Multi-GPU Workflow

Overview

  • Tutorial: 20 min

  1. Learn how to use multi-GPU programming.

  2. Understand the setup and synchronization of multiple GPUs.

cudaGetDeviceCount

cudaGetDeviceCount is used to determine how many CUDA-capable GPUs are available on your system.

1int deviceCount = 0;
2cudaGetDeviceCount(&deviceCount);

cudaSetDevice

cudaGetDeviceCount is used to determine how many CUDA-capable GPUs are available on your system.

1cudaSetDevice(0);
2cudaMalloc((void**)&d_A, dataSize);
3
4cudaSetDevice(1);
5cudaMalloc((void**)&d_B, dataSize);

In the code above d_A will be allocated on GPU-0 while d_B will be allocated on GPU-1.

cudaMemcpyDeviceToDevice

cudaMemcpyDeviceToDevice flag will allow peer-to-peer cudaMemcpy between GPUs.
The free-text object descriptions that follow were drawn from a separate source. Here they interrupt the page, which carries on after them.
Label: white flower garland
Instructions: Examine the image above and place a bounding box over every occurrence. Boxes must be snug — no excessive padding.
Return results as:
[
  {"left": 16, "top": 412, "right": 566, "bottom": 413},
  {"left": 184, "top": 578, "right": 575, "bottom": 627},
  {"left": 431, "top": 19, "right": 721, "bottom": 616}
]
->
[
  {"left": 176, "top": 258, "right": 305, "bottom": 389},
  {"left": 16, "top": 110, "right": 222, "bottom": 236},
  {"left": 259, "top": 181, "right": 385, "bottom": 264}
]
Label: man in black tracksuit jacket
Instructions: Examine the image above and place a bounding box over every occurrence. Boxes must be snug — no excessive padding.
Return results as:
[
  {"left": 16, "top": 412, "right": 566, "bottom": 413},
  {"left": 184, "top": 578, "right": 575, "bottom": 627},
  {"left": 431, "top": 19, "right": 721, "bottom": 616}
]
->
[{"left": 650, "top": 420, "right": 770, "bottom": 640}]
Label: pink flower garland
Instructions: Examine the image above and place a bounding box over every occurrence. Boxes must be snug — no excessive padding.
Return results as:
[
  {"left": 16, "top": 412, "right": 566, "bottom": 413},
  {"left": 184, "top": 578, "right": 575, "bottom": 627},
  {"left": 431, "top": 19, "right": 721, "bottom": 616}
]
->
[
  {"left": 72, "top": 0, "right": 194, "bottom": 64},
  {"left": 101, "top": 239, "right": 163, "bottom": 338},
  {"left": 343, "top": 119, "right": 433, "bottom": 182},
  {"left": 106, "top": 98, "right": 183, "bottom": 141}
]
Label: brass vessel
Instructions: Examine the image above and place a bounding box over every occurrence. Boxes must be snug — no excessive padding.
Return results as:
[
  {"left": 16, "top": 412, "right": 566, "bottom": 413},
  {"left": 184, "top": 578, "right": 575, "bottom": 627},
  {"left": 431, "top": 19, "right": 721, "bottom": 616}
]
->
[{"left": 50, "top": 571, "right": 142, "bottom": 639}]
1cudaMemcpy(d_C1, d_C0, dataSize, cudaMemcpyDeviceToDevice);

Key Points

  • cudaGetDeviceCount() finds how many CUDA-capable GPUs are available on the system.

  • cudaSetDevice(device_id) selects the GPU on which subsequent operations (memory allocation, kernel launches) will occur.

  • Device-to-Device Copy flag enables device to device data copy.